For the evaluation, we use BittWare IA-840F FPGA board that contain Intel Agilex-7 AGF027 FPGA [3]. The FPGA kernels are compiled using Intel FPGA SDK for OpenCL version 2023.1 with Quartus prime pro 21.4. The CPU used for the comparison is Intel Xeon Silver 4316 with 20 cores. The CPU version of the multihead attention computation is compiled using Intel OnelAPI DPC++/C++ compiler 2023.1. We use Intel mkl (math kernel library) to accelerate matrix multiplications. CIFAR-10 dataset is used for the evaluation [4]. Table I shows the encoder parameters.
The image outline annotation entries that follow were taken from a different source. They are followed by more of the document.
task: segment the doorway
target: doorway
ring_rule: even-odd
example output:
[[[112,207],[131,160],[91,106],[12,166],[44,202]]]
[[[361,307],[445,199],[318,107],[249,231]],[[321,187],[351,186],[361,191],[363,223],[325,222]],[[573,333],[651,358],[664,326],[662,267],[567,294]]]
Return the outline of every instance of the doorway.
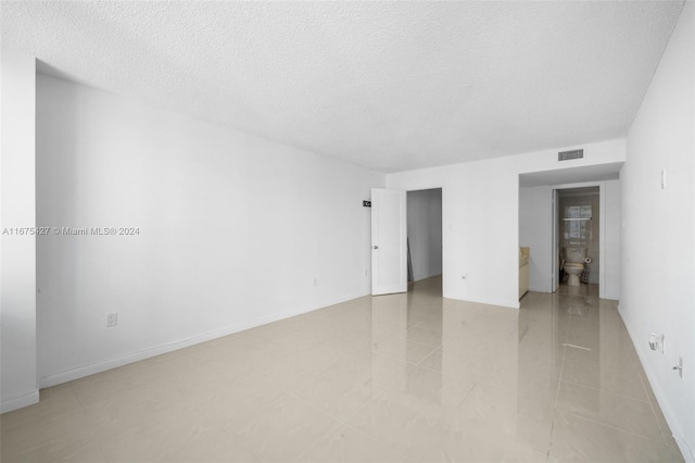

Compared to the optimized CPU implementation, the FPGA processing is 1.17 times faster as shown in Table II. The resource utilization is shown in Table III. The maximum resource usage is for the RAM blocks. RAM blocks are used to store a portion of inputs, outputs and intermediate results. Since only 19% of the DSP resources are used for the computation, there is a huge potential to increase the processing speed significantly. Note that increasing parallelism does not result in any increase of the RAM blocks, since we do not need to increase the storage any further. The output data are exactly the same as the result of CPU that is done using single-precision floating-point computation.

| TABLE II                              |          |
|---------------------------------------|----------|
| Comparison of the processing time for |          |
| Intel Xeon 4316 (20 core)             | 163 (ms) |
| Intel Agilex IA-840F FPGA board       | 139 (ms) |

TABLE III

| RESOURCE UTILIZATION. |                      |            |  |
|-----------------------|----------------------|------------|--|
| Resource              | Utilization          | Percentage |  |
| Registers             | $1,\!675,\!326$      |            |  |
| Logic                 | $505,\!531$          | 55%        |  |
| DSP                   | $1,\!644$            | 19%        |  |
| RAM blocks            | 9,197                | 69%        |  |
| Memory                | $19.3 \ \mathrm{MB}$ | 60%        |  |

## IV. CONCLUSION

Our proposal introduces a deeply pipelined architecture for multihead attention mechanism. Notably, it outperforms a parallel CPU multicore implementation, demonstrating a significant potential for further speed improvements. Moreover, the proposed accelerator minimizes external memory access, offering substantial energy efficiency gains. Looking ahead, our future work aims to extend this approach to implement the entire Vision Transformer architecture on an FPGA.

#### Acknowledgment

This research is partly supported by MEXT KAK-ENHI, grant number 20H04197.

#### References

- [1] Ashish Vaswani, Noam Shazeer, Niki Parmar, Jakob Uszkoreit, Llion Jones, Aidan N Gomez, Łukasz Kaiser, and Illia Polosukhin. Attention is all you need. Advances in neural information processing systems, 30, 2017.
- [2] A Dosovitskiy, L Beyer, A Kolesnikov, D Weissenborn, X Zhai, and T Unterthiner. Transformers for image recognition at scale. *arXiv preprint arXiv:2010.11929*, 2020.
- BittWare. IA-840F. https://www.bittware.com/ products/ia-840f/, 2023. [Online; accessed 31-Oct.-2023].
- [4] The CIFAR-10 dataset. 2023. [Online; accessed 31-Oct.-2023].